The simplicity of living in a tiny home

We are just about to begin the first winter in our bus tiny house, and we still have so much work to do. 

When I wake up, my breath is the first thing I see. My nose is impossibly cold, and I cup my hand to make a small fist igloo to warm it up. We have lived in this bus since May, and each day that goes by is the coldest day we have had. This time last year, I remember looking at the thermostat in the apartment, thinking “65 degrees?! I can’t take it anymore! Who cares about the energy bill?” These days, I would sleep in a t-shirt on top of the sheets in 65 degrees. We don’t have heat anymore. Not a single source to take the bite off the cold.

We have jobs though, contrary to what you may be thinking. And by we, I am referring to my boyfriend, our cat, and myself. Yes, we keep regular jobs, and have been since the day I pulled up the craigslist ad for a 1998 E-450, and casually suggested we take a look. We bought it that day.

Driving the short bus out of the lot, we had three weeks to convert it to a livable space. Going from nothing to something in that amount of time left many holes. We tore out the sixteen passenger seats, crudely taped silver puff insulation to the windows, and built a bike rack out of wood in a day.

Moving into the bus wasn’t difficult, it was thinning out what we had before we piled it in that took time. If you have never experienced the catharsis of donating half of your stuff, I highly recommend it. Even after we moved in, we filtered our items like crabs intricately piecing apart a fish carcass. Only the vital was taken, allowing the remains to sink back into the earth.


Sun slowly became a nuisance and a necessity, as it powered our small world, but also baked it. Power won in the end, so in the sun we went. It is easy to hate the cold. The dark, wet, icy, depressed season. Lose sight of the heat. Crave the summer. You discuss with your co-workers how you would much rather bake in the hot sun, on a hundred degree day than face another cold, dark morning, scraping the ice off your windshield with your employee badge.

One of the many layouts that we came up with when converting the bus to a livable space. Looking back, we were so cluttered.
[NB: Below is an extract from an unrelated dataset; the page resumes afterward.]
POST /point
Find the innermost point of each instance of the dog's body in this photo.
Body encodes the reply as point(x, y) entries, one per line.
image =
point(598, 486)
Heat changes you when you can’t escape it. The length of the summer day is a curse just as the brevity of a winter day is. With the bus baking in the hot sun, I would be up well into morning before it was cool enough to rest. And just as you drifted off out of your sticky body, the sun would be coming up again to keep you going. Lots to be done in the summer.
We adapted. Work during the heat of the day, and what better motivation to go to the gym after work than a bus with an internal temperature of over 100 degrees? So workout we did. The bus became an intolerable nook in which you store everything you hold dear. It became a movable wall. We would park it horizontal to the sun, and layout a blanket on the concrete in the shade it provided.
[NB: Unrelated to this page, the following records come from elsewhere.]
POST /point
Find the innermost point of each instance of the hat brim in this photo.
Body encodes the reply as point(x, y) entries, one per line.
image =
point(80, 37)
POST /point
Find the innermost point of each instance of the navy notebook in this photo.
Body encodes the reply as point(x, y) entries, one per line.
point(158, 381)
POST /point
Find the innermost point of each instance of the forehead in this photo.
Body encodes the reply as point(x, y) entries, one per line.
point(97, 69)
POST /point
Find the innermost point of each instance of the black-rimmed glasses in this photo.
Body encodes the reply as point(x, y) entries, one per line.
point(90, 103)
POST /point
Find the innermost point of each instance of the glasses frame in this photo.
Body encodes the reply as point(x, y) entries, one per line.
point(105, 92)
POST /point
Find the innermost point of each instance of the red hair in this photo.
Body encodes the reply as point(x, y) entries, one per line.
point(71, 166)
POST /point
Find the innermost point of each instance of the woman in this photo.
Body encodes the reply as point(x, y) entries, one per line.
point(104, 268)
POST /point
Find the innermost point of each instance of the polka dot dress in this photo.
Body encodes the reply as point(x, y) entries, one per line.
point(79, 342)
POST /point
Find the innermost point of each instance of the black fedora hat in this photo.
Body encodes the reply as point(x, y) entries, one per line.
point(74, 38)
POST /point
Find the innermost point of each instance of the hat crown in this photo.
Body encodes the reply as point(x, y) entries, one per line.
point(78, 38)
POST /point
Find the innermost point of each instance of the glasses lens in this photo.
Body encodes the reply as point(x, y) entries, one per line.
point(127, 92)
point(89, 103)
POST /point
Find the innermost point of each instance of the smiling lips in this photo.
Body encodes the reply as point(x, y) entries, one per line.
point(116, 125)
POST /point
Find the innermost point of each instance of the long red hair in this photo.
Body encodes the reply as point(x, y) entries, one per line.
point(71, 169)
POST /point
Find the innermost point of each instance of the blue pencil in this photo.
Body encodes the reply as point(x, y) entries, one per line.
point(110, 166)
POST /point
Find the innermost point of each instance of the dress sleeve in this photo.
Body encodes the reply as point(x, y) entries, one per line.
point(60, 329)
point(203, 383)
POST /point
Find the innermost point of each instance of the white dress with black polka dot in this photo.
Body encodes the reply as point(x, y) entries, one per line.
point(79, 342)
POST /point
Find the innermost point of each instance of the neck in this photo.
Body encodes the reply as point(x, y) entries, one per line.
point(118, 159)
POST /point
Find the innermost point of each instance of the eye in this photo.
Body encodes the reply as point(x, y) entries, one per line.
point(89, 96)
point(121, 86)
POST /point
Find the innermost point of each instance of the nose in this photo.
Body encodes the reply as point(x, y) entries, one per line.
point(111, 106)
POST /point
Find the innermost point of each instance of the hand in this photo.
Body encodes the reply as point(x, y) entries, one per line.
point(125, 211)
My body knows what to do in the cold. Freezing temperatures surpass Nyquil in its effectiveness to put you down. I institutionally cocoon. Don’t move much, the cold sheets remind you. Going to bed is a choreographed affair. One forgotten ritual results in a loss of warmth. I cherish the heat spot I’ve made.

When you are subject to the elements, the joys in life are not overlooked. Hot tea becomes a slow, meditative event. With our options, it may be the only way to get feeling back into your fingers.


Each day we make the decision not to walk away. We can afford to live in an apartment, with power, and running water. But, we have only spent brief moments considering it.

As a kid, I would make survival backpacks. I liked lizards, and would build miniature forests for them. I walked to school every day, waving parents on as they stopped to give me a ride out of the snow. I ate veggies and tried to fit in, often not knowing if I was getting it right. After school, as I walked the three miles home alone, I was able to relax. If it was summer, I had a water bottle, if it was winter, I had an extra jacket.

The day we moved into the bus, I relaxed. My fate was no longer tied to a lease, or dependent on a roomie. No selling of property, no delay in departure. My chaotic brain eased with the unknown of each day. The carpet could be destroyed without recourse. The bus is safe. Non-judgmental, accepting.

We carry our water in by the gallon. Our food is kept in a cooler, and requires us to buy only what we need. Purchases must serve a purpose. What is considered necessity to one may be superfluous to another, even in the same small living space. Life in a bus must be organized and clean. You discover what you truly value.